Then one day later, Mazepin came under scrutiny again. While battling wheel-to-wheel for the lead at Les Combes, Mazepin made Carlin’s Yuki Tsunoda take to the outside line to the point where the Red Bull junior had to go on the run-off and slot in behind afterwards. Unlike Barcelona, where there was a bollard Mazepin had to rejoin the track from when at the receiving end of such defending, at Spa there was no such landmark that Tsunoda was required to take to on a similar fast right-left chicane and so the blame was solely put on the on-track winner.
This was the Mazepin that many were waiting for. They wanted to see his reaction to having victory taken away by a penalty. In parc ferme, he struck the P2 board he was supposed to stop at and it was sent flying into the path of Tsunoda.

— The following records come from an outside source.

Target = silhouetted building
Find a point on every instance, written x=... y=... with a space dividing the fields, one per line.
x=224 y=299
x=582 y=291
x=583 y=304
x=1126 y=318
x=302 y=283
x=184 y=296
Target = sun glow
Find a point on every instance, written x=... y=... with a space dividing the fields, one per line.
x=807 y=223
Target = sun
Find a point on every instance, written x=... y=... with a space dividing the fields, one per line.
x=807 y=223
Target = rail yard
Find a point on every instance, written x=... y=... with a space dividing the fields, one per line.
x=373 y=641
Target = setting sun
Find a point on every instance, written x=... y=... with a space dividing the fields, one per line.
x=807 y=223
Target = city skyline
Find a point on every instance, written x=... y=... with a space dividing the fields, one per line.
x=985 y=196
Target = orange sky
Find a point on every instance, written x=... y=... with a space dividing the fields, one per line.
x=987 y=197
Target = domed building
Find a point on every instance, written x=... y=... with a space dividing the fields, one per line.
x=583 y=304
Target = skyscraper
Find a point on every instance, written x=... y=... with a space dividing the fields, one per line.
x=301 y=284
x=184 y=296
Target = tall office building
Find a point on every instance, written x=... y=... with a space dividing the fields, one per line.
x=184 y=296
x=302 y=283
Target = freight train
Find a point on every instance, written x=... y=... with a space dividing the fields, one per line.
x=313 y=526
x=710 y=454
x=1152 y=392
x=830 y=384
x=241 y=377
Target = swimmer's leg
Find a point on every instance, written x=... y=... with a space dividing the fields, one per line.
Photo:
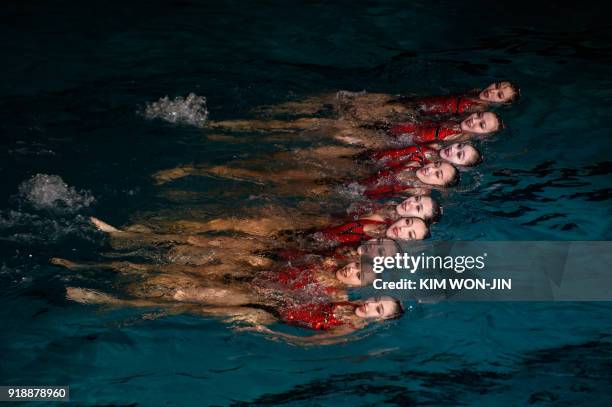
x=311 y=105
x=120 y=266
x=163 y=176
x=253 y=125
x=264 y=225
x=120 y=237
x=89 y=296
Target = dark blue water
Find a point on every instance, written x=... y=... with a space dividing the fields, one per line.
x=75 y=76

Whether it was deliberate or not – Mazepin blames cold brakes and being distracted by asking on the radio why Tsunoda had stopped at the P1 board when he believed himself to still be the race winner – it added fuel to a very old argument about the type of driver Mazepin is.

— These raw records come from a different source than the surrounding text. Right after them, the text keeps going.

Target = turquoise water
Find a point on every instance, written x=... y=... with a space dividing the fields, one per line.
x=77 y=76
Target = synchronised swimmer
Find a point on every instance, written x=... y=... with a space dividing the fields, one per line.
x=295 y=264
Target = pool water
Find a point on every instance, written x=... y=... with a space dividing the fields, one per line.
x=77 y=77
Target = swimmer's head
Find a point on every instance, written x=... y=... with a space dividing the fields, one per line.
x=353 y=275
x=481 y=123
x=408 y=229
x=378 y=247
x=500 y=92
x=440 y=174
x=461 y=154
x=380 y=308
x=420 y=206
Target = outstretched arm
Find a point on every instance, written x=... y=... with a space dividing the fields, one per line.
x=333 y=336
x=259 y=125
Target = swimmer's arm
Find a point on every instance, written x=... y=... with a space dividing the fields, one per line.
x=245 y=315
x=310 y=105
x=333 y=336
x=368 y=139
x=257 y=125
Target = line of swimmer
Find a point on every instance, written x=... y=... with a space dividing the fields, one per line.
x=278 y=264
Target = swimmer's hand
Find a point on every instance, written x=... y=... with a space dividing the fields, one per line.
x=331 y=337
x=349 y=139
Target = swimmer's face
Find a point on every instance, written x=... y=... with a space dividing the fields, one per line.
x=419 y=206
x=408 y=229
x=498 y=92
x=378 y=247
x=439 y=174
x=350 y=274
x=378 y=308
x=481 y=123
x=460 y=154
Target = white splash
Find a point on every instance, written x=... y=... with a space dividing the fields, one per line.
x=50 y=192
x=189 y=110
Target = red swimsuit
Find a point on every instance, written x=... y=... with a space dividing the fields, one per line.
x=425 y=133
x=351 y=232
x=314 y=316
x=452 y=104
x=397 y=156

As if to prove his comments from the day before about incidents going beyond the black-and-white wording of the rules, Mazepin’s answers in the post-race press conference was a statement of intent: I’ve learned, I’ve changed my approach. If I’m still not right, I’ll change it again.
“I have kept my racing line, I hadn’t moved twice, I defended, I was the car in front, and I was entitled to do that as the rules say.
“The penalty is frustrating and it gets even more frustrating bearing in mind that last [time] in the Barcelona feature race, I had a five-second penalty, but on the other side of the coin where I had exactly the same thing done to me and I was forced off the track and I failed to rejoin safely. So I looked at that and learned that if the line is using all the track and you are the car in front then you are entitled to do so.
“I think it’s important to understand the stewards’ point of view here. I might actually go see them, because I think that the good relationships that we have had with the stewards so far allow you as a driver to question things if you don’t understand them.”
While it all came across as a driver very clearly aggrieved by the decision and who still fought he was in the right, Mazepin once again reiterated that he wanted to understand it and learn from it. Maybe that does mean being one-up on the stewards the next time he’s in a dicey battle that pushes the limit, but more likely means he’s going to do what he can to stay out of trouble because he now has a serious title challenge to focus on.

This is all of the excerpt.